Between 1975 and 1999, Simon Brett wrote seventeen mystery novels featuring Charles Paris, an alcoholic actor, as detective, and six with Mrs. Melita Pargetter, a thief’s widow, as sleuth. With a new century, Brett introduced a series in which two middle-aged women, newcomers to Fethering, a West Sussex village, are his amateur detectives. Murder in the Museum is the fourth of these British cozies.

Carole Seddon is a quietly unassuming retiree of the Home Office; her new friend and neighbor Jude is a gregarious bohemian whose background, travels, and last name are objects of continuing speculation. Carol has become a trustee of a nearby tourist site: Bracketts House, former home and now shrine to Esmond Chadleigh, a poet, novelist, and essayist who died in 1967. Protective of his reputation are his seemingly dotty daughter and ineffectual grandson, who attempt to forestall the trustees’ support of an American professor’s plan to write a Chadleigh biography, convinced it will be a muckraking, revisionist work. Family and trustees also come into conflict over the estate’s shaky finances and Chadleigh’s faltering reputation, but when old skeletal remains accidentally are discovered in the garden of the property, questions about the past take precedence.

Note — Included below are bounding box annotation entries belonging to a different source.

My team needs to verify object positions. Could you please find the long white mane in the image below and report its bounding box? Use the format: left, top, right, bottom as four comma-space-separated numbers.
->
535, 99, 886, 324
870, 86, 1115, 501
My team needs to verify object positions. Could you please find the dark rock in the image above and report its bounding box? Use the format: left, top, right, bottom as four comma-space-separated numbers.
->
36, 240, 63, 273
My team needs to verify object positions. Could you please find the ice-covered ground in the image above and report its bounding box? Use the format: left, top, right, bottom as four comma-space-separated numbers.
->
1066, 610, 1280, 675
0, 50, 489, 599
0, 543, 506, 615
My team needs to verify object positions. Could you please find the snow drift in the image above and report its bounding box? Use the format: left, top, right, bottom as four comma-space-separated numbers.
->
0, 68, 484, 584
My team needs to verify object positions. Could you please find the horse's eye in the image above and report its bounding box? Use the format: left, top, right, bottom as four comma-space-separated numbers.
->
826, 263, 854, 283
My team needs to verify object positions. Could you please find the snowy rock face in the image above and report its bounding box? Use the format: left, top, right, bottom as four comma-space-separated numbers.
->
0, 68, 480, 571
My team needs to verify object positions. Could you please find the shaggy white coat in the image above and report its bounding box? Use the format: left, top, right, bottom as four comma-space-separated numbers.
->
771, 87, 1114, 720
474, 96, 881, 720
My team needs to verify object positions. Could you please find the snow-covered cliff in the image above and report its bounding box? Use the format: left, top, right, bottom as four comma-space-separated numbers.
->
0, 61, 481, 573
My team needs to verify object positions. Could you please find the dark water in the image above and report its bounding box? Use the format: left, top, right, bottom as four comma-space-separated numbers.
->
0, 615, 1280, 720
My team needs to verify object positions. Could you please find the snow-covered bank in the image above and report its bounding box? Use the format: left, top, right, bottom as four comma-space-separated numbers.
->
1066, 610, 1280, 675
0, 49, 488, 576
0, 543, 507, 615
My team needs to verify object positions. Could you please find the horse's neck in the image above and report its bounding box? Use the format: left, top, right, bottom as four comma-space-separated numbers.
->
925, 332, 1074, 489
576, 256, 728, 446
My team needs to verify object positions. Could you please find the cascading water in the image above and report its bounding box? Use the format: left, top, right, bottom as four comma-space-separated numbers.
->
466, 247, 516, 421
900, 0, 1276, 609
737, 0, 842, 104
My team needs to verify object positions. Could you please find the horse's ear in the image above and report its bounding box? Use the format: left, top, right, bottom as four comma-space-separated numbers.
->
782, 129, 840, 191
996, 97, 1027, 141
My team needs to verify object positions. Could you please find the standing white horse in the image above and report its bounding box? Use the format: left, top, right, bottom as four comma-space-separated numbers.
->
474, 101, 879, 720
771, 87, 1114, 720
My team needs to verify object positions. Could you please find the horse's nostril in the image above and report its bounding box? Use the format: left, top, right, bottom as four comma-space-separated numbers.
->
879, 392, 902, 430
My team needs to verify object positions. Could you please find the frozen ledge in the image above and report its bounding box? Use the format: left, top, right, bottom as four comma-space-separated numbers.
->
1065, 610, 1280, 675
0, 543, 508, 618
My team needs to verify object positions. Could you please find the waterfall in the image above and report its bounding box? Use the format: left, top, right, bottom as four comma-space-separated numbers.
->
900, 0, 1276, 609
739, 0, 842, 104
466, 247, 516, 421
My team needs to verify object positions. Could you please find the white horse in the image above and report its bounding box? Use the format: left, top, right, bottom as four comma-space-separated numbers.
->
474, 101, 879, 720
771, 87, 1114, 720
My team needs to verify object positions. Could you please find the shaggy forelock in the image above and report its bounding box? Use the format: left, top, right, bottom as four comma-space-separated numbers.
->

The bucolic environs of Fethering are further roiled as family secrets, previously submerged animosities, and old rivalries move to the fore. What ensues is Brett’s formula for his Fethering series: The discovery of a presumed crime leads either to the exposure of another or provokes a new murder; Carole and Jude embark on a private investigation that outpaces the official one; the West Sussex location becomes integral to the unfolding case; the intrepid women, not at all armchair detectives, take risks that eventually involve them in a life-threatening situation; and Brett’s wit tempers the increasing tension.

In sum, Murder in the Museum is a carefully delineated puzzle with suspense, a varied cast, a rapidly paced narrative, and two likable sleuths. It is an entertaining addition to the Fethering series.